Mono playback systems use one speaker and can only produce a two dimensional image consisting of height and depth. Two speakers are required to create the directional timing differences that your brain needs to perceive width.
Mono vs. Stereo Recording
When you record a sound source using a single microphone, you capture a single channel of audio. Playing back a mono recording like this can be achieved using a single speaker, or a pair of speakers.
Mono sounds that are played back via the use of a stereo system will playback in dual-mono. The single channel of audio is duplicated and sent to both the left and right speaker.
To capture true stereo recordings, you need to use two microphones. When you process a stereo recording, you’ll need to pan one of the microphone recordings to the left, and the other to the right.

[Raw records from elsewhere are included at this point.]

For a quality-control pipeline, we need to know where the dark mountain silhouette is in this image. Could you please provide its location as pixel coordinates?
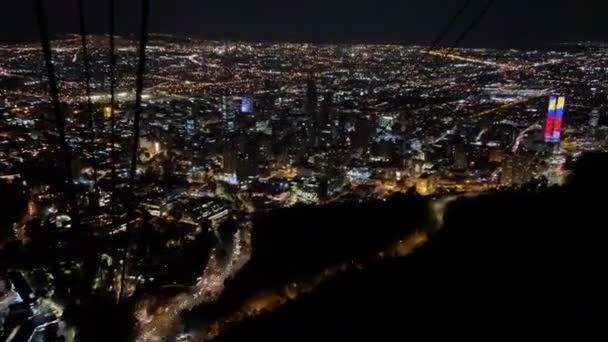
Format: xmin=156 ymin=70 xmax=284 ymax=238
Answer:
xmin=211 ymin=154 xmax=608 ymax=341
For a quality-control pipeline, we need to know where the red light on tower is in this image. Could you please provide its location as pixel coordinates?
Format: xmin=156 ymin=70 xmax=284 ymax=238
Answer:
xmin=545 ymin=96 xmax=557 ymax=142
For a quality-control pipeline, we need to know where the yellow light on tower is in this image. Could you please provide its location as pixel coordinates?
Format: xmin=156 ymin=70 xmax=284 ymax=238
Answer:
xmin=103 ymin=106 xmax=113 ymax=119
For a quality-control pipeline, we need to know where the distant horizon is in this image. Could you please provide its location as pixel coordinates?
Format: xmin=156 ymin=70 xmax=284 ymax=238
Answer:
xmin=0 ymin=32 xmax=608 ymax=51
xmin=0 ymin=0 xmax=608 ymax=49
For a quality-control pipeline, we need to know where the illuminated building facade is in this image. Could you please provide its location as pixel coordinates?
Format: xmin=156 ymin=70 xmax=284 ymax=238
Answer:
xmin=545 ymin=96 xmax=566 ymax=143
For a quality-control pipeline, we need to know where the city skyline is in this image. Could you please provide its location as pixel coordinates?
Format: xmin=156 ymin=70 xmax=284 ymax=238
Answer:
xmin=0 ymin=0 xmax=608 ymax=48
xmin=0 ymin=0 xmax=608 ymax=342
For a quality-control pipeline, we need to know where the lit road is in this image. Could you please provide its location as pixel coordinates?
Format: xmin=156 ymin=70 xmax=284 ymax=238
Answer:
xmin=421 ymin=50 xmax=522 ymax=71
xmin=135 ymin=223 xmax=251 ymax=342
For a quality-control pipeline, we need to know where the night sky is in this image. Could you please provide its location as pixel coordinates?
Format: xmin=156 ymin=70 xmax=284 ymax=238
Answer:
xmin=0 ymin=0 xmax=608 ymax=47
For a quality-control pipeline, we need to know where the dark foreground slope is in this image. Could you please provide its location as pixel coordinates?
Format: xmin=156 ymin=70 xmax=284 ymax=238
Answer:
xmin=219 ymin=155 xmax=608 ymax=341
xmin=187 ymin=195 xmax=428 ymax=325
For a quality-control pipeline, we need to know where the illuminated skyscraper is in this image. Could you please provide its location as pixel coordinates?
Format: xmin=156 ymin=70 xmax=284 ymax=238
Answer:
xmin=545 ymin=96 xmax=566 ymax=143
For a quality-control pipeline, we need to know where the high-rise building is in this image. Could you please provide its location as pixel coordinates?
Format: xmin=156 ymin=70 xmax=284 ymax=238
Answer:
xmin=545 ymin=96 xmax=566 ymax=143
xmin=222 ymin=96 xmax=236 ymax=132
xmin=353 ymin=114 xmax=372 ymax=150
xmin=304 ymin=79 xmax=319 ymax=119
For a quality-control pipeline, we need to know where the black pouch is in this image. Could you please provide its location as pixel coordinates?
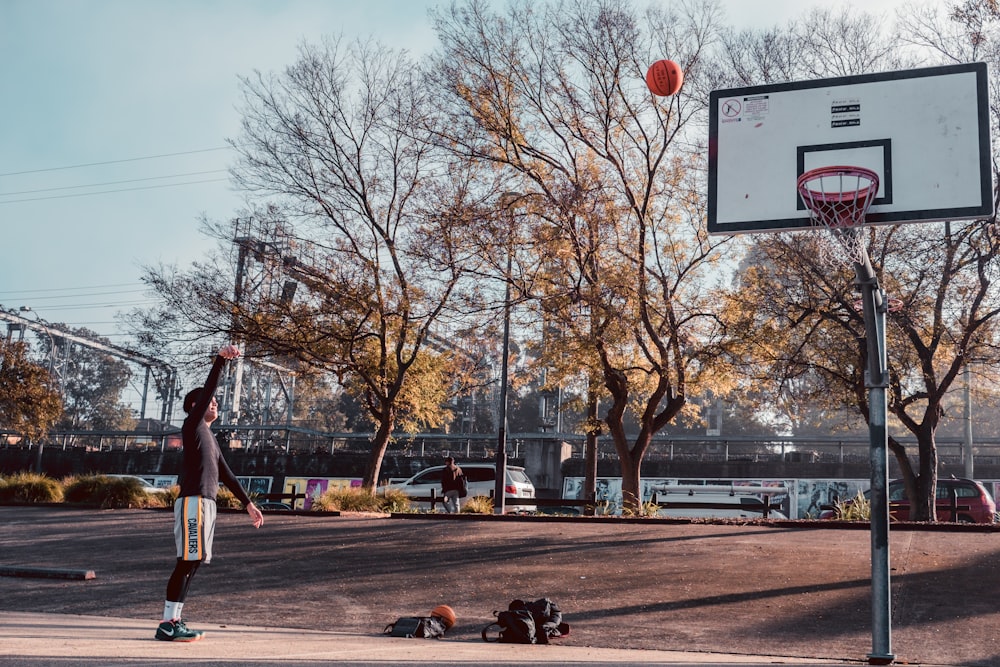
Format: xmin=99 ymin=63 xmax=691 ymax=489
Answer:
xmin=382 ymin=616 xmax=424 ymax=637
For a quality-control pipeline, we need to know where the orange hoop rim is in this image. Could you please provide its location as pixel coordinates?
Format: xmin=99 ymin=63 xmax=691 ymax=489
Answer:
xmin=796 ymin=165 xmax=879 ymax=208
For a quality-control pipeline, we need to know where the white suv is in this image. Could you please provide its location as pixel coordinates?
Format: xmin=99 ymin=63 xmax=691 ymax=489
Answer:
xmin=378 ymin=463 xmax=535 ymax=512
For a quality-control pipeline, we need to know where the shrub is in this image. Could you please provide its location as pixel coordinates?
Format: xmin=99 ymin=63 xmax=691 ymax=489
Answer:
xmin=462 ymin=496 xmax=493 ymax=514
xmin=0 ymin=472 xmax=63 ymax=503
xmin=833 ymin=491 xmax=872 ymax=521
xmin=379 ymin=489 xmax=415 ymax=513
xmin=312 ymin=486 xmax=410 ymax=512
xmin=65 ymin=475 xmax=164 ymax=509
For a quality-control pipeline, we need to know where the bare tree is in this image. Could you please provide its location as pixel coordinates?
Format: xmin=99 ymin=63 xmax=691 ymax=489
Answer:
xmin=433 ymin=0 xmax=732 ymax=511
xmin=139 ymin=40 xmax=498 ymax=487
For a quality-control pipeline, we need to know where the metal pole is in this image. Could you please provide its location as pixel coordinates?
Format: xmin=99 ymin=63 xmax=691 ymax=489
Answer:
xmin=855 ymin=247 xmax=896 ymax=665
xmin=962 ymin=363 xmax=975 ymax=479
xmin=493 ymin=249 xmax=512 ymax=514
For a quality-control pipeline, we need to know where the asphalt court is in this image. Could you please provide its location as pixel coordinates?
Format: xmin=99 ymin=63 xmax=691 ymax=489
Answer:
xmin=0 ymin=506 xmax=1000 ymax=665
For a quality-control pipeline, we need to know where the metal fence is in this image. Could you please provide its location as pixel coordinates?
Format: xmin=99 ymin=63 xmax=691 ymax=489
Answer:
xmin=0 ymin=426 xmax=1000 ymax=465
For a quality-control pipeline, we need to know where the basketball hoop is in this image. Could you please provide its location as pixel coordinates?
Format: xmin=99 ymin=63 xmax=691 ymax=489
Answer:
xmin=797 ymin=166 xmax=879 ymax=265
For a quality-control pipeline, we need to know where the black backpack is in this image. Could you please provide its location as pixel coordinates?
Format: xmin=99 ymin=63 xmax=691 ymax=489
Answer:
xmin=483 ymin=598 xmax=569 ymax=644
xmin=382 ymin=616 xmax=448 ymax=639
xmin=483 ymin=609 xmax=538 ymax=644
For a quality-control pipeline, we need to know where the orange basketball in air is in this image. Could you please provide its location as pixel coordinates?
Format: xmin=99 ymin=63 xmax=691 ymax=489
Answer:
xmin=646 ymin=60 xmax=684 ymax=97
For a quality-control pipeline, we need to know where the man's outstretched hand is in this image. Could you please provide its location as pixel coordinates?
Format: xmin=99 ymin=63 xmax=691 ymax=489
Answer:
xmin=219 ymin=345 xmax=240 ymax=359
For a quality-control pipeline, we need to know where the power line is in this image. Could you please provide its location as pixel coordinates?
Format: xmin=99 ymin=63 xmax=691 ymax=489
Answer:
xmin=0 ymin=178 xmax=229 ymax=204
xmin=0 ymin=169 xmax=226 ymax=197
xmin=0 ymin=146 xmax=232 ymax=176
xmin=0 ymin=283 xmax=141 ymax=294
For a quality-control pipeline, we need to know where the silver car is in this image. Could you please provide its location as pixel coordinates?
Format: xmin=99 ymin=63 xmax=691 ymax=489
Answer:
xmin=378 ymin=463 xmax=535 ymax=512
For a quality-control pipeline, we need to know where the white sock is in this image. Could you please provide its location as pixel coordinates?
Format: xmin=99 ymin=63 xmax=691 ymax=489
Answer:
xmin=163 ymin=600 xmax=184 ymax=621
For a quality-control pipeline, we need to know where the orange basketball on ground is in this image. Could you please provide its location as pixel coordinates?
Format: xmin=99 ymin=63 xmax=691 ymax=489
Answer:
xmin=646 ymin=60 xmax=684 ymax=97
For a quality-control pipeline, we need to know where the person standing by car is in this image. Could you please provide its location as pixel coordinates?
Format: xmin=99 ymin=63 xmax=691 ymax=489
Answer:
xmin=156 ymin=345 xmax=264 ymax=642
xmin=441 ymin=456 xmax=462 ymax=514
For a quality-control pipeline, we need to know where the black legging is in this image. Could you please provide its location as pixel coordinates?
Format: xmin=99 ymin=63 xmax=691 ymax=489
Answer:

The following video by Steven Law contains a back-to-back comparison of a mono guitar recording and stereo guitar recording. The stereo microphone technique he's using is called the X-Y technique; it tends to produce a moderately wide stereo image that is also mono compatible. You can achieve an even wider stereo image by angling the microphones outward further, or by using different acoustic guitar recording techniques.
Many handheld recorders provide the ability to record in stereo, capturing sound using a pair of built-in microphones. Information captured by the left microphone is saved to the left channel of the saved audio file, while information captured by the right microphone is saved to the right channel. The Zoom H4N Pro contains two microphones, and allows you to record in stereo.